I then walked to the wine cabinet on the other wall. I knew he was watching my every move and I made every move count. I wondered to myself, is he an ass man, or a breast man?
"It's one of the major wine regions of France," I continued. "Very beautiful."
The cabinet was just a metre high and I bent over to find the wine I wanted. As I did so, I pressed my ass against the sheer fabric of my nightgown giving him a good view.
"Very beautiful," he echoed.
I turned to him with bottle in hand and caught him eyeing my derriere. Ah, an ass man, I thought to myself. I was enjoying this.

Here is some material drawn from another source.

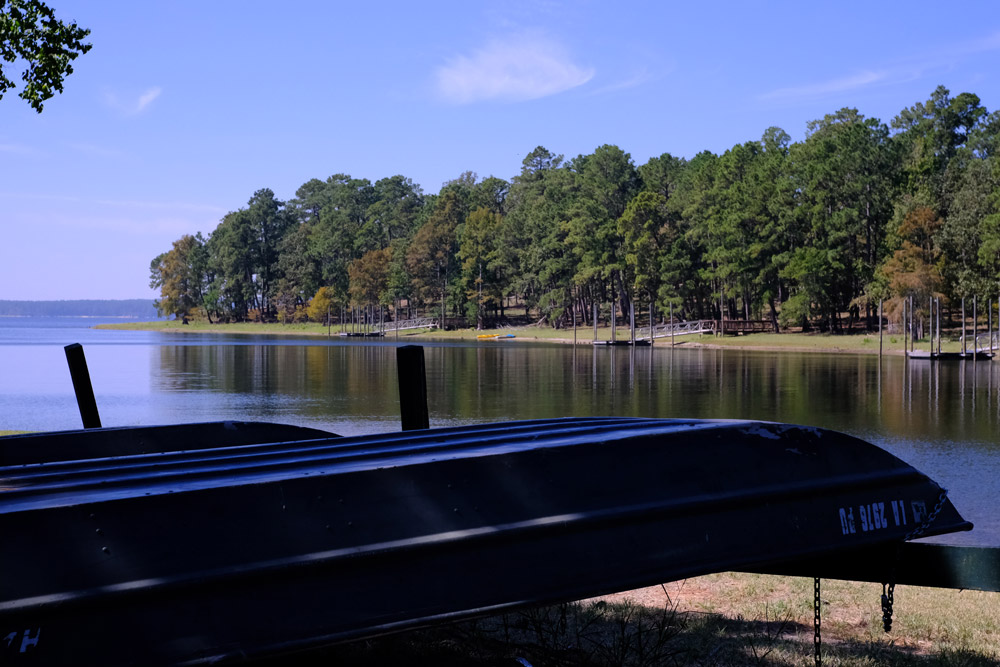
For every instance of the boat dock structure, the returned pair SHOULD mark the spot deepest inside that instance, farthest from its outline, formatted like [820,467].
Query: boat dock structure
[216,542]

"Is that where you're from?" he asked with eyebrows raised.
"Non, non," I replied. "I'm from the north. From Bretagne. Although I lived most of my adult life in Paris."
I started to open the bottle of wine, twisting the corkscrew, knowing he was watching me like the proverbial hawk.
"This is how we open wine in Bretagne!" I said.
I put the base of the bottle between my legs and leaned towards him. My arms were pressing my breasts together, spilling over the top of my nightgown.
I made a show of wrestling with the cork, putting my whole body into it. I turned from side to side, letting him feast on my breasts. I grunted as I struggle with the cork, biting my bottom lip with my teeth, until it pulled out with a loud pop.
"Voila!" I exclaimed, brushing a shock of auburn hair from my my face. "The world's most beautiful sound!"
I bent at the waist in front of him to pour the wine. The front of my nightgown was scooped and as I bent forward I could feel it fall open. I pretended not to notice that the top of my breasts were visible to him. I just chatted on about Bretagne, how beautiful it was, and how different life was when I moved to Paris. I poured the wine slowly, carefully, giving him a good, long view.
I could see a bulge forming in his trousers.